Scleral fiber concentration factor (k_f) values, broken down by scleral region. Symbols indicate the same quantities as in Fig. 8. There was a high variability in k_f and no clear trends were apparent across individual regions. Abbreviations as in Fig. 4

Appendix: Relationship between fiber concentration factor (k_f) and degree of alignment

We wished to compare our extracted k_f values with the experimental data on degree of fiber alignment (DA) reported by Girard et al. (2011a) in the rat sclera, for which it was necessary to relate k_f and DA. The DA parameter reported by Girard et al. (2011a) is defined by (note typographic error in that publication)

$$DA=1-\frac{OI}{\raisebox{1ex}{$\text{π}$}\!\left/ \!\raisebox{-1ex}{$4$}\right.}$$ (10)

where the orientation index (Sacks et al. 1997), 01, is defined as

$${\int }_{{\theta }_p-OI}^{{\theta }_p+OI}P(\theta )d\theta =\frac{1}{2}$$ (11)

where P(θ) is the probability density function of fiber directions and satisfies

$${\int }_{-\pi /2}^{\pi /2}P(\theta )d\theta =1$$ (12)

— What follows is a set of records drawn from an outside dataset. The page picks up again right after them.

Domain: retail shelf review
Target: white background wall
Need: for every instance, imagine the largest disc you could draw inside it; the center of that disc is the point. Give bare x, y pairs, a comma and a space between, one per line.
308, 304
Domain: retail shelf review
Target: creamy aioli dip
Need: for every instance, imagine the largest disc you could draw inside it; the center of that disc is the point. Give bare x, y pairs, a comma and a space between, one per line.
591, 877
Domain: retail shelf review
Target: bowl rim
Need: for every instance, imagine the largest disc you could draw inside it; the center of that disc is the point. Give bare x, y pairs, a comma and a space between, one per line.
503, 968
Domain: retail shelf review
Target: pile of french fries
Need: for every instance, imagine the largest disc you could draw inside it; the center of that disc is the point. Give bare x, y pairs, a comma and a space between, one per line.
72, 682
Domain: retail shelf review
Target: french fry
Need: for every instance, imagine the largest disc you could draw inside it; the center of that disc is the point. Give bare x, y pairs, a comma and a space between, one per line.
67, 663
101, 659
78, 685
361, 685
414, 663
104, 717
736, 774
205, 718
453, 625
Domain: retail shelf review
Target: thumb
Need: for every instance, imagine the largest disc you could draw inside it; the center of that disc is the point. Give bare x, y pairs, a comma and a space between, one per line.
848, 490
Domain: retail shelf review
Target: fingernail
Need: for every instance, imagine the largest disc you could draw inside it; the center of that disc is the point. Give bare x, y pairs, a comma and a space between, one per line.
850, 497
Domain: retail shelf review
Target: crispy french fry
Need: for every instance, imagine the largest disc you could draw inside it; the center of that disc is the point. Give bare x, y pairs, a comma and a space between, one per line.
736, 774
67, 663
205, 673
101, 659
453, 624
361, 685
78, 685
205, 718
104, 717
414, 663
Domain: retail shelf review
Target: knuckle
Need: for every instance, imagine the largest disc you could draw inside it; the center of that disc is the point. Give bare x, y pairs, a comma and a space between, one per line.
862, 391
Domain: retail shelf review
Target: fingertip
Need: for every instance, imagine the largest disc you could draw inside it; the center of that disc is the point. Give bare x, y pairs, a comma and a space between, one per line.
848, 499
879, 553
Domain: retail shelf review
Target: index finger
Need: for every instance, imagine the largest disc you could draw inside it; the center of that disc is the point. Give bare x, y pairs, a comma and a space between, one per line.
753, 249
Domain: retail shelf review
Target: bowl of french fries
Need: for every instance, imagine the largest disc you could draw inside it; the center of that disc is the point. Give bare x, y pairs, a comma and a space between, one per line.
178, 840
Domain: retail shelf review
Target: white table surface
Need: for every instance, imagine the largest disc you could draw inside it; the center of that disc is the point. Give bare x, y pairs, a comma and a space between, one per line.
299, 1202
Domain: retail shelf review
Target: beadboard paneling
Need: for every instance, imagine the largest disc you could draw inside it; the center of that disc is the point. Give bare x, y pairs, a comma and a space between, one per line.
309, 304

In other words, half of all fiber directions lie within −01 to +01 about a preferred direction, θ_p. For DA, a value of 0 means that fiber direction is isotropic within a plane, and a value of 1 means that all fibers have an orientation of θ_p. The von Mises distribution is defined as

$$P(\theta )=\frac{1}{\pi I_0\left(k_f\right)}\exp \left[k_f\cos 2\left(\theta -{\theta }_p\right)\right]$$ (13)

where I₀ is the modified Bessel function of the first kind of order zero and k_f is the fiber concentration factor. By substituting Equation 13 into Equation 11, and substituting φ = θ_p − θ, we obtain

$$\frac{-1}{\pi I_0\left(k_f\right)}={\int }_{OI}^{-OI}\exp \left(k_f\cos 2\phi \right)d\phi =\frac{1}{2}$$ (14)

which can be rearranged to obtain an implicit relationship between k_f and 01

$${\int }_0^{OI}\exp \left(k_f\cos 2\phi \right)d\phi =\frac{\pi }{4}{I}_0\left(k_f\right)$$ (15)

Although obtaining an analytical solution to equation (15) is difficult, one can iteratively find the value of 01 that satisfies Equation 15 for a given k_f by plugging a value for k_f into the term on the right and numerically evaluating the integral on the left with different values for 01 until the equation is satisfied.